そのうちやるつもりだったがなにやら買ってしまったひとがいるようなので急いで説明しよう。


Prince Valiant: the Storytelling Game は、1989年にケイオシアムから出版された。
デザイナーは Greg Stafford。
アーサー王もののアメコミが原作で、主にRPGは初めてというひとを対象としている。
つまり入門者向けの原作ものRPGだ。
日本で言えばフォーチュンクエスト・コンパニオンやCLAMP学園TRPGのようなものだろうか。


すごいと思った点はふたつある。


一つ目は、「簡単で面白い」システムであること。
入門者向けRPGのなかには既存のシステムを簡略化しただけのものがあるがこういうものはたいてい「簡単だけどつまらない」システムでしかない。
Prince Valiant はシンプルだが初心者だけでなくベテランのプレイヤーでも楽しめるようにデザインされている。
例えば、判定はすべてコインで行う。*1
能力値と技能値の合計と同じ数だけコインを投げて、コインが表がだったら成功。*2
表が出た数によって成功度が決まるというどこかで聞いたようなシステムだ。
ほかにもいろいろ工夫があるのだが省略。*3
この「簡単で面白い」というデザインポリシーは後のシステムにも影響を与えていて、Fudge や Sorcerer のデザイナーなんかも言及している。
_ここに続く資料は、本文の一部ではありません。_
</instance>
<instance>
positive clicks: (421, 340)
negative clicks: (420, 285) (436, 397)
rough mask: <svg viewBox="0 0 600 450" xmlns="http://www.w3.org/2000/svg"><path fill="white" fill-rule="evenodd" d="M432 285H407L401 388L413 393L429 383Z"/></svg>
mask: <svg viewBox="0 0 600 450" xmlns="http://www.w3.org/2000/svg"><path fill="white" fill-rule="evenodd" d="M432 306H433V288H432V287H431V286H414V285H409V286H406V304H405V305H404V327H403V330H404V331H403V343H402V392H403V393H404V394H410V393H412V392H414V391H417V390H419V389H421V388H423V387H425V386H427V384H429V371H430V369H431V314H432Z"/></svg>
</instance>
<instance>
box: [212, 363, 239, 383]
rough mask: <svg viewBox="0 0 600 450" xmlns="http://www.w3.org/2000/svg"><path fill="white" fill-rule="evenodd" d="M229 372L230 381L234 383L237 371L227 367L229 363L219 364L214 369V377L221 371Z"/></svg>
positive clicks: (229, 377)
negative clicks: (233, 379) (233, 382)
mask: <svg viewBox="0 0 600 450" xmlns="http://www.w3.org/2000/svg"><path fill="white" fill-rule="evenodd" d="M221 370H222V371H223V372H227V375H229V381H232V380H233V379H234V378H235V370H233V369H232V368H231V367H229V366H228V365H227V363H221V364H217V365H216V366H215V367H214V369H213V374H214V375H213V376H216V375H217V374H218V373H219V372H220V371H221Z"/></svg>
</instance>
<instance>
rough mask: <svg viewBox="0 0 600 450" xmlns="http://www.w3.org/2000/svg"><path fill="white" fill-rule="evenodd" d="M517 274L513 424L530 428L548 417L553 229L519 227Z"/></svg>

もうひとつのすごいところは、こちらのほうが重要だと思うが、「複数ゲームマスター制」をルール化したことである。
Prince Valiant では、ゲームの進行役はストーリーテラーと呼ばれる。
初心者向けのベーシックルールでは、普通のRPGと同じようストーリーテラーがゲームを進行する。
上級者向けのアドヴァンスドルールでは、本来のストーリーテラーはチーフ・ストーリーテラーと呼ばれるようになる。
なぜそうするかというと、プレイヤーが一時的にストーリーテラーになることができるのでそれと区別するためだ。
プレイヤーはセッション中に立候補してチーフ・ストーリーテラーに承認されればストーリーテラーになり、セッション中の特定のシーンを演出することができる。
最終的な決定権はチーフ・ストーリーテラーにあるのであまりにひどい場合は演出を却下されることもある。
うまくシーンを演出できた場合はごほうびとして Storyteller Certificate というものをもらえる。
これはなにかというと以後のセッション中に一回だけ判定抜きで特殊な効果を起こすことができる。わかりやすくいうとN◎VAの神業のようなことができる。
このような「複数ゲームマスター制」をルール化したのは Prince Valiant が世界で初めてではないかといわれている。
だから買ってみたんだけどね。


以上。

*1:これはサイコロがなくても遊べるようにという配慮

*2:能力値と技能値の上限はそれぞれ6。それに装備などによる修正が加える。一度に最大で十数個のコインが必要になるが財布のなかにそれくらいはあるよね?